According to Hughes Medical Institute, nearly 40 percent—about 1.2 million—of the 3 million students who annually enter college do so with the intent to major in a STEM discipline. Only 40 percent of those prospective science students go on to earn a bachelor's degree in that STEM discipline, with most switching majors during their first two years on campus. Among minority students, 80 percent of those who begin in the STEM disciplines turn away from science during their freshman year.
Schwartz says the planned curricular changes at WMU will include making sure that students have an authentic scientific experience in their first science classes on campus.
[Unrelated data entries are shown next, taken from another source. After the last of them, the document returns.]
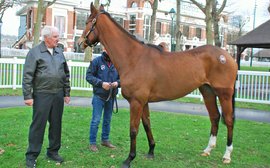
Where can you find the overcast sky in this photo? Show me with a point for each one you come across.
(11, 21)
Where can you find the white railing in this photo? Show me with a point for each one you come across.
(252, 86)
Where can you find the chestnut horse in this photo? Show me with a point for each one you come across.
(148, 74)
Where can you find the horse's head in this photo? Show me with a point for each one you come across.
(90, 33)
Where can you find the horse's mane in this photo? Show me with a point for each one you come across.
(130, 35)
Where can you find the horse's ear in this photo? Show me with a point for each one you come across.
(92, 8)
(101, 8)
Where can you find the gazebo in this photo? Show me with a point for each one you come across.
(257, 38)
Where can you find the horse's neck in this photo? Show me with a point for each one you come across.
(119, 45)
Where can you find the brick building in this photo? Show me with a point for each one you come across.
(134, 15)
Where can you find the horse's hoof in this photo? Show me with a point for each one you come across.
(226, 161)
(149, 156)
(205, 154)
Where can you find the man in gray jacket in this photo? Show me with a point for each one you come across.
(46, 87)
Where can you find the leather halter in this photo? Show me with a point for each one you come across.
(86, 40)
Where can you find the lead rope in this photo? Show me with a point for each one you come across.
(113, 96)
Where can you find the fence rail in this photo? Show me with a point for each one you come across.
(251, 86)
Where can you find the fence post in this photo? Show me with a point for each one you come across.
(14, 76)
(70, 68)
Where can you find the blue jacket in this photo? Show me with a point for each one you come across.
(98, 72)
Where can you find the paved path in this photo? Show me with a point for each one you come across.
(169, 106)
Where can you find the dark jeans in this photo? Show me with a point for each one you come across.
(47, 107)
(100, 105)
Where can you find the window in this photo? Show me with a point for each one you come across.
(81, 19)
(132, 24)
(186, 31)
(60, 23)
(119, 20)
(29, 19)
(199, 33)
(146, 27)
(158, 27)
(147, 5)
(134, 5)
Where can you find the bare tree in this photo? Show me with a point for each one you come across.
(239, 21)
(207, 10)
(88, 51)
(216, 14)
(42, 6)
(178, 32)
(4, 5)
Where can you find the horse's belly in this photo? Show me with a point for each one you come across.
(170, 93)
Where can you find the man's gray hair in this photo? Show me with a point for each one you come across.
(47, 31)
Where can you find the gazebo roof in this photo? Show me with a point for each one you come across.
(257, 38)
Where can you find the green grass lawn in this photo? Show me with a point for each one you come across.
(80, 93)
(179, 138)
(253, 68)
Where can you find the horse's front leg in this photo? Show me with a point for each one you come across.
(135, 114)
(148, 131)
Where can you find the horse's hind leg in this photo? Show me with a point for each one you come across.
(226, 98)
(211, 105)
(148, 131)
(136, 110)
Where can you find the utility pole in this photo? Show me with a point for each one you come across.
(254, 21)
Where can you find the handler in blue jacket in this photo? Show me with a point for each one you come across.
(104, 78)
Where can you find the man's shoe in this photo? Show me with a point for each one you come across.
(93, 148)
(108, 144)
(31, 163)
(55, 158)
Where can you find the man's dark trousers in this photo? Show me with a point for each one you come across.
(47, 107)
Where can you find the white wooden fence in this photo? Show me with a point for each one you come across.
(251, 86)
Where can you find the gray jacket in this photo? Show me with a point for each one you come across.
(44, 72)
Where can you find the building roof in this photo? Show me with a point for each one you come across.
(257, 38)
(263, 53)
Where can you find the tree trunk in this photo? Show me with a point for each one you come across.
(37, 24)
(88, 51)
(207, 10)
(216, 18)
(40, 13)
(153, 21)
(215, 23)
(178, 33)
A typical introductory course, she says, will see students spend about half of the semester actively engaged in a science project that requires them to work as a team to develop a research question, design a research effort to seek answers, and collect and analyze data to answer their research questions.
"Students really need to know about the nature of science and the nature of scientific inquiry," Schwartz says. "Those two qualities are far too often overlooked. Students need the opportunity to learn what science is and what scientists do. By allowing them to have an authentic science experience early and to think of themselves as scientists, we can retain them and attract others."
Other elements of the effort
- The use of peer leaders—students who have been engaged and successful in introductory classes who then work with the next incoming group as undergraduate lab assistants.
- Development of science learning communities for students, student peer leaders, teaching assistants and faculty members.
- Faculty professional development opportunities that include workshops for WMU instructors in all STEM disciplines as well as for STEM faculty from other colleges and universities in the region.
Schwartz says her department has a head start on the work, thanks to a two-year project just completed with funding from the National Science Foundation. That effort focused on reforming just one introductory biology course and its related labs. Although the project length was too short to measure changes in student retention, they were able to measure real improvement in student learning outcomes and the instructional ability of teaching assistants. The HHMI funding will leverage those findings to reform introductory courses in the department on a massive scale.
"We're really seeking to establish transformative programs that help students integrate their acquired knowledge into a bigger whole," Schwartz says. "That bigger whole is all about passion and commitment to the discipline of science."
Howard Hughes Medical Institute
Headquartered in Chevy Chase, Maryland, the Howard Hughes Medical Institute plays an influential role in advancing scientific research and education in the United States. Its scientists, located across the nation, have made important discoveries that advance fundamental understanding of biology and its relation to human disease. The institute also aims to transform science education into a creative interdisciplinary endeavor that reflects the excitement of real research. In fiscal year 2013, HHMI invested $727 million in U.S. research and provided $80 million in grants and other support for science education.
WMU's last HHMI award, directed by Stapleton and co-directed by Schwartz was a four-year, $1 million grant received in 2010 to enhance the science training of prospective high school science teachers. That effort concludes in 2015.